Le gustaría estar toda la vida escuchándolo. Lo mira fijamente. El hombre piensa que alguna lágrima le puede empañar el rostro de rímel. Pero no. Te quedarás, le pregunta la mujer. Me quedaré, le responde. Pero mañana, le dice, saldremos fuera, viajaremos, no sé adónde, tal vez sin rumbo. Quiero despedirme del mundo, verlo por última vez, pero esta vez a tu lado, contigo, para comprobar que ya el mundo no es nada sin ti.

La mujer lo encuentra cambiado siendo el mismo. Porque el hombre de hoy es parte también del hombre de ayer, siendo dos son uno mismo, o siendo muchos más aún, todos confluyen en él, en uno solo. Una figura poliédrica cuyos lados conforman todos un mismo ser.

Me iré contigo, le dice ella, estaba esperando desde hace mucho tiempo que tú vinieras para irnos juntos. Yo u otro, insinúa él. No, le dice sin mirarlo, creo que nunca hubo otro. Estuve acompañada alguna vez, es cierto, pero te esperaba. Joder, media vida esperando, dice. Ahora la mujer lo mira.

El hombre advierte que una lágrima le resbala hasta el labio superior. El hombre le seca el labio, el rastro visible que ha dejado en su rostro alcanzar apenas el ojo. Déjalo, le dice, creo que ya se me olvidó llorar. Y sonríe con una carcajada limpia, con una sonrisa queda y sinuosa. Esto era la felicidad, le pregunta la mujer. Parece que sí, que esto es la felicidad, le responde sin dudas. Por fin, dice ella, estaba cansada ya de fabricar sueños.

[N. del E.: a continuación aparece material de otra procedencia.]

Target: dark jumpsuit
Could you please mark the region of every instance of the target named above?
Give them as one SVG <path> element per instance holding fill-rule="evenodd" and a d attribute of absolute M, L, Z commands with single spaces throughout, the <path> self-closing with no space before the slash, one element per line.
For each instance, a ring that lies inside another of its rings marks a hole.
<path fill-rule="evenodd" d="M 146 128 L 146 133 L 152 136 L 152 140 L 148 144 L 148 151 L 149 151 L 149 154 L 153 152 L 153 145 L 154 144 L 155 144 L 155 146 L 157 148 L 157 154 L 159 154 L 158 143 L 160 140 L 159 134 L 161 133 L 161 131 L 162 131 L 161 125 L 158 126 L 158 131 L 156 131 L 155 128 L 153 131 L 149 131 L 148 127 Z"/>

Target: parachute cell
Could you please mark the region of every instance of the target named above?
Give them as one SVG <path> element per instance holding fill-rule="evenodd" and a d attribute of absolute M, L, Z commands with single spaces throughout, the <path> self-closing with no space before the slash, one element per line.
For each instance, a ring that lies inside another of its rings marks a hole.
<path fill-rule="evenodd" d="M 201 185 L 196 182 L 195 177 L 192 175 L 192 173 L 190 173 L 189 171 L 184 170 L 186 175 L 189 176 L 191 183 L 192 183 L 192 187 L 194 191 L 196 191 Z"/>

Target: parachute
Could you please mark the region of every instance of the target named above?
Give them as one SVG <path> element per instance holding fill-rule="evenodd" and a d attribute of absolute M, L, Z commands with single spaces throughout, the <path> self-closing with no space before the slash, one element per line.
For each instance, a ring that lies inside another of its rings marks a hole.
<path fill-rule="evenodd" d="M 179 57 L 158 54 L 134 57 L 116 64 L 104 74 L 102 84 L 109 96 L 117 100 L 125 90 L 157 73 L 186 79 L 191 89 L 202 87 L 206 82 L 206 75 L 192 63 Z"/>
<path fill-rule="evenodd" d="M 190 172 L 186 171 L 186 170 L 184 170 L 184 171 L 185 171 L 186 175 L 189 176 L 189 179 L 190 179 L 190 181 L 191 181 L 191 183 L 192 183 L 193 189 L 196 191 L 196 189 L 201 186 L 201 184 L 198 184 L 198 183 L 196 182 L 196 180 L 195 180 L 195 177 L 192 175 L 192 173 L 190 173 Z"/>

Vistos a cierta distancia, este hombre y esta mujer, cogidos de la mano, sentados en el mismo banco, muestran, a quien los observa, una carta postal color sepia, o un fotograma en blanco y negro desgajado de cualquier película, una escena no representada en ningún teatro, un párrafo apócrifo de una novela aún no escrita.

Ambos pasan desapercibidos a los viandantes porque, aparentemente, no les ocurre nada: se abrazan o se besan o se miran, sin más. Como haría cualquiera, aunque sin esa mirada. Como hacen todos, sin ser conscientes de que todos los momentos son únicos.

Sin entender que la vida es la suma inexacta de todos los olvidos y de todos los recuerdos, y que la memoria es un almacén desordenado, un desván de estrecho acceso donde el tiempo todo lo revuelve y lo confunde y lo oxida y lo fagocita a su manera, de manera que, al final, nadie entiende de qué carajo va esta vida. Eso pensaba este hombre hasta ahora que ha apagado las luces de la planta alta de un edificio deshabitado donde todos conservan aquellos otros sueños inaccesibles al desaliento.

Columna publicada originalmente en Montilla Digital el 10 de marzo de 2012.